A : Tout ce qui est dans le film Marie Heurtin est vrai, hein, ça il y a eu évidemment un gros travail de documentation, difficile, puisque les français n’ont, en tous cas en l’occurrence hein, pas eu le même intérêt pour cette histoire que les américains, et qu’il y a relativement peu de documentation, mais je me suis basé, justement, sur les textes que Marie Heurtin a écrits par la suite, quelques notes de sœur Marguerite et des registres des filles de la sagesse.
Donc tout ce qu’on voit dans le film est authentique.

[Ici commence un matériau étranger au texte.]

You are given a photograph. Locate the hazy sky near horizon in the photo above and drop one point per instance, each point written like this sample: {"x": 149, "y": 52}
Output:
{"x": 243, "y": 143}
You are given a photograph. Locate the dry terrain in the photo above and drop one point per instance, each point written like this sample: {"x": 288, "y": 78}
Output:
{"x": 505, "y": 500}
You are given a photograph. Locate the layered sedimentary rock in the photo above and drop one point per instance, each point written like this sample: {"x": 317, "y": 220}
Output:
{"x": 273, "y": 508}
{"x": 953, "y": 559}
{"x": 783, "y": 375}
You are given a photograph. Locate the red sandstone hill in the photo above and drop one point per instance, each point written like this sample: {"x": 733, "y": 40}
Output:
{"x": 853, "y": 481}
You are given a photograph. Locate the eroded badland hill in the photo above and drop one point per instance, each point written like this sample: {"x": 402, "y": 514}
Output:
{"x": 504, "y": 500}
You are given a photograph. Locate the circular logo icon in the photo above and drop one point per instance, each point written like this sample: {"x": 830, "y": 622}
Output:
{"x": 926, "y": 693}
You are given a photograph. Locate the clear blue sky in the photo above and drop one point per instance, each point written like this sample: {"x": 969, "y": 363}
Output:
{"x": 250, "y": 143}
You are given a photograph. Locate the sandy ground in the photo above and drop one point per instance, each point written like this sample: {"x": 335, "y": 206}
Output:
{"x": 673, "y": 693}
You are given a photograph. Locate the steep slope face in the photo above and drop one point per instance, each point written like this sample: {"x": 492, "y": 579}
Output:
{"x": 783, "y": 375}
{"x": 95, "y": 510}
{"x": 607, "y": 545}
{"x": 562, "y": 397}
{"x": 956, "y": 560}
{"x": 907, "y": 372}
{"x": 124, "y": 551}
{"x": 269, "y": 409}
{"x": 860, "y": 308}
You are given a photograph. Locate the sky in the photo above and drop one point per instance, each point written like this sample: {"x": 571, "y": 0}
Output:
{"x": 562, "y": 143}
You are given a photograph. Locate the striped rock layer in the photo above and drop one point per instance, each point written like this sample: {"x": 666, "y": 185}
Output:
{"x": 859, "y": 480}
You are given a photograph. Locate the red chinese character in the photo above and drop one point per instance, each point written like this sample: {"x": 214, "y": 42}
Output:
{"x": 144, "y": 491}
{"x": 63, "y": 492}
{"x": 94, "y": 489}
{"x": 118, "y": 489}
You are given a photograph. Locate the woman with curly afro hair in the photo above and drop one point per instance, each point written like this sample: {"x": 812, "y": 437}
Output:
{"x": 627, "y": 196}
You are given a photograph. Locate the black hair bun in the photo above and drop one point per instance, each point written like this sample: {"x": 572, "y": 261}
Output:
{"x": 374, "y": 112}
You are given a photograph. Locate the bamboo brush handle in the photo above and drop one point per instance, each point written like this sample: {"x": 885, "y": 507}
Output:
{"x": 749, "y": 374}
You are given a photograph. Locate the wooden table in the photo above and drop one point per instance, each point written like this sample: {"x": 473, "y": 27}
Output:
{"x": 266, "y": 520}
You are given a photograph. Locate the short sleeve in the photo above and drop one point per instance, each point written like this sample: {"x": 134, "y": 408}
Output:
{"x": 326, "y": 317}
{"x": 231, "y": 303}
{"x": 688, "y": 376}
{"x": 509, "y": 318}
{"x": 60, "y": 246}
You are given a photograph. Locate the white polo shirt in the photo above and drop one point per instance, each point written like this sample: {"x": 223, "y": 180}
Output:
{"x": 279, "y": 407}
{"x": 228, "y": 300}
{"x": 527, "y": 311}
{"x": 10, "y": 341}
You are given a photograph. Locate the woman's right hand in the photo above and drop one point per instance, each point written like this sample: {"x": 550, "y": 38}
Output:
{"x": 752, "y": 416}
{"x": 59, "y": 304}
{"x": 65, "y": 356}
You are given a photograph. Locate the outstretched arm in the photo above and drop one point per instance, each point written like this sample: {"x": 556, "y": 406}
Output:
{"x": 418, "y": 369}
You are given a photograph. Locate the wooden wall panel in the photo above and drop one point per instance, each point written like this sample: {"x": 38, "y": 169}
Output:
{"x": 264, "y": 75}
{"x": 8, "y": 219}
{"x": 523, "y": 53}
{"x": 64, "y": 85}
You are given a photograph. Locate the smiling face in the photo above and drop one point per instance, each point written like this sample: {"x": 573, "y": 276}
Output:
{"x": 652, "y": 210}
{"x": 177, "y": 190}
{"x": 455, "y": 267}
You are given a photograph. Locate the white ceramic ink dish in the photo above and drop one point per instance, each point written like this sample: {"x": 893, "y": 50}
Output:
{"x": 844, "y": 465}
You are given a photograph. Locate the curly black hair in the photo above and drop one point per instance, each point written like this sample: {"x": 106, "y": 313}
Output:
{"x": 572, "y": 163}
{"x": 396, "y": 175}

Ça ne me serait jamais venu, moi, à l’idée, que le premier signe que va apprendre Marie Heurtin, c’est le signe « couteau », pourquoi ? C’est parce que c’est l’objet qu’elle avait emmené de chez ses parents, un petit canif que lui avait donné ses parents et qui lui rappelait sa maison quoi, hein, elle le reniflait tout le temps, elle était malheureuse, hein, comme le sont les enfants handicapé aujourd’hui, hein, quand il s’agit de quitter la Lorraine pour aller à Poitier quand vous êtes sourd et aveugle, parce qu’il n’y a pas d’endroit nul part ailleurs.
Les enfants, quand ils arrivent là, ils sont séparés de leurs parents, de leur maison, donc évidemment ils sont en souffrance, ils sont malheureux, et Marie Heurtin, c’était la même chose. Et l’objet qui la reliait à chez elle, à Nantes, c’est une famille de Nantes, et elle était là à Poitier, c’était ce petit canif.
Et qui fait que Marguerite a eu l’idée, au bout de quelques mois, hein, il a d’abord fallu apprendre à la petite à ce laver, ce qu’elle refusait depuis dix ans, à se coiffer, à lui apprendre que ce n’est pas une agression, que c’est le respect de soi, hein, que de prendre soin de son corps, c’est quand même le trésor qu’on a sur cette terre, que c’est du respect de soi, que c’est pas une agression, lui apprendre à manger plus proprement, et ensuite il fallait lui apprendre le premier signe.
Et comment, comment apprendre le premier signe, comment créer cette étincelle, les éducateurs appelle ça une étincelle, dans le cerveau de l’enfant qui est né sourd et aveugle.
On a du mal à concevoir ce que c’est, même intellectuellement, ce que c’est naitre sourde et aveugle au monde, je n’entends pas, je ne vois pas où je suis.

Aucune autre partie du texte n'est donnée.